Palazzo della Cancelleria of Rome

- the building allocated to host the Apostolic Registry and the tribunal of the Sacra Rota.

Palazzo della Cancelleria

Palazzo della CancelleriaThe building of the "Palazzo della Cancelleria" along what is nowadays "Corso Vittorio Emanuele II" of Rome, was desired by the Cardinal Raffaele Riario with the contribution of the other nephew of Sisto IV, the Pontiff Giulio II della Rovere, and is probably dating back to the period going from 1483 to 1513 after Christ.

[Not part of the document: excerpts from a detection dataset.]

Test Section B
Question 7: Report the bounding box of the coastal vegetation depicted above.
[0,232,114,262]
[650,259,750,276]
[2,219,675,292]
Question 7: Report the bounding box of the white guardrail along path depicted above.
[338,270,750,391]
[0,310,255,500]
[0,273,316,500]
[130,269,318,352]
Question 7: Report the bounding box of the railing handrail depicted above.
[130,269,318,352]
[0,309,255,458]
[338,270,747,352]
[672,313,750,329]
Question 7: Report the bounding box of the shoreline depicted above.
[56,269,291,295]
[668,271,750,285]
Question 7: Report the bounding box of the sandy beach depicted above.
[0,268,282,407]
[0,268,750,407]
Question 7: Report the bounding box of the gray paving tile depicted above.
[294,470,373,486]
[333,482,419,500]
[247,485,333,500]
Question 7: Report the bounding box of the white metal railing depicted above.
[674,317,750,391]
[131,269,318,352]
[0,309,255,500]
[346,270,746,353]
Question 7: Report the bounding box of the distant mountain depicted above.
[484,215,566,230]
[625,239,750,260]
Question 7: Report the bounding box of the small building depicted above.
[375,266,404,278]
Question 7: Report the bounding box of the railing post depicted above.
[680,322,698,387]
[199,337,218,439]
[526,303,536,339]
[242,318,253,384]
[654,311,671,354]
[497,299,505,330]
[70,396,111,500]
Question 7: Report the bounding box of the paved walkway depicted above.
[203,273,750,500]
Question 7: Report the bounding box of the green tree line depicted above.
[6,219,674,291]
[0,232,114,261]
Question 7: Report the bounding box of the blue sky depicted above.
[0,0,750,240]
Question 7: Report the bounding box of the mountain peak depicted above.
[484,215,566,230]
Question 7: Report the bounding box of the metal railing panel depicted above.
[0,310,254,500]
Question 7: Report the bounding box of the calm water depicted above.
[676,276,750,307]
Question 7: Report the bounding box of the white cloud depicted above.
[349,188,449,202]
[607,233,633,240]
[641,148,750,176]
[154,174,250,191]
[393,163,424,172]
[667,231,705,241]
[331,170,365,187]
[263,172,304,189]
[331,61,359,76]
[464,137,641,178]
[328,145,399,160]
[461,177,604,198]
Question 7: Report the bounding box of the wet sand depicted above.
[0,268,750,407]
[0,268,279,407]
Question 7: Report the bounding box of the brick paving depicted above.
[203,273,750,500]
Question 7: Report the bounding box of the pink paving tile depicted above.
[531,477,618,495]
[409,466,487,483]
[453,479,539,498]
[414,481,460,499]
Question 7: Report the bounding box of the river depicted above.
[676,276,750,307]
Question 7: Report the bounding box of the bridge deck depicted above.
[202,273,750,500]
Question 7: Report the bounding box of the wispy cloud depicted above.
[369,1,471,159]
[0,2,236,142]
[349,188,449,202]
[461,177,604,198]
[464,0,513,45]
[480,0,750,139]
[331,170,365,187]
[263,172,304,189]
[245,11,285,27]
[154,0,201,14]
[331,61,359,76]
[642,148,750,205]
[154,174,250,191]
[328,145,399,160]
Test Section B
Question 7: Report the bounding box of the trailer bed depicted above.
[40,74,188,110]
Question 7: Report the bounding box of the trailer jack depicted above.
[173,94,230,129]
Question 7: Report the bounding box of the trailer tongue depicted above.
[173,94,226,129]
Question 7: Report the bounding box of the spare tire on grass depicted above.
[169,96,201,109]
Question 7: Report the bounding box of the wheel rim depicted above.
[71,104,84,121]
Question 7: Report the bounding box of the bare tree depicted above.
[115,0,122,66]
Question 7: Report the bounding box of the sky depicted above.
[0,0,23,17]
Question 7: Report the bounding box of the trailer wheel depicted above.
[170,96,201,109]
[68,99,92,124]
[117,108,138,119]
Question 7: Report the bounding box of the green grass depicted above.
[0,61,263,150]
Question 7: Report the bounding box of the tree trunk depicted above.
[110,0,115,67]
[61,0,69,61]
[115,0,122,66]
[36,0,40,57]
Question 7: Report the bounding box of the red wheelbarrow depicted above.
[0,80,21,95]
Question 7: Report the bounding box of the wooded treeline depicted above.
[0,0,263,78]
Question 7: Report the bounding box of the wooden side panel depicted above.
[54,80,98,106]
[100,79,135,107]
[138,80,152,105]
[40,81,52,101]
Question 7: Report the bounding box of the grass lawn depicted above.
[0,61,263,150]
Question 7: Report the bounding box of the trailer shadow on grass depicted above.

For a long time considered as a work of Bramante, nowadays it is considered that more probably the overall project of the edifice is from Andrea Bregno who had already executed for the powerful roman family the tombs of the cardinals Cristoforo and Domenico located in the church of Santa Maria del Popolo.
According to this new critical position, Bramante would have contributed to the design of the "Palazzo della Cancelleria" with the definition of some prospects of the fašade and the projects of the internal court and church; in addition to these architectonic elements having a particular interest, we should had the cardinal rooms on the noble floor, the gate in the internal loggia, the "aula magna" called "Riaria Room" or "Room of Riario" and the "Living room of the one hundred days" decorated by Vasari with the painting cycle of the "Facts of the life of Paolo III Farnese".
Concerning this area, whose name is coming from the fact that the artist would have claimed to have painted the frescoes in only one hundred days, it is said that Michelangelo gave his opinion about the work through a laconic "and one can see".
After the confiscation to Riario in 1517 after Christ, provoked by the participation of this one to the high treason against Pope Leone X, the palace was given to the vice-clerk of the Saint Church the Cardinal Giuliano de' Medici, becoming afterwards the definitive headquarter of the ecclesiastic institution that gives its name to the structure itself. Even though it was for short periods, the edifice has been allocated to host between 1809 and 1814 the Napoleonic Imperial Court, as it is testified by a writing on the fašade, in 1848 the Roman parliament and, the year after, the headquarter of the Constituent Assembly of the Roman Republic, nowadays it hosts the Apostolic Registry with the tribunal of the Sacra Rota benefiting from the extraterritoriality right recognised by the "Lateranensi Pacts" to the Church for some residences far away from the Vatican City.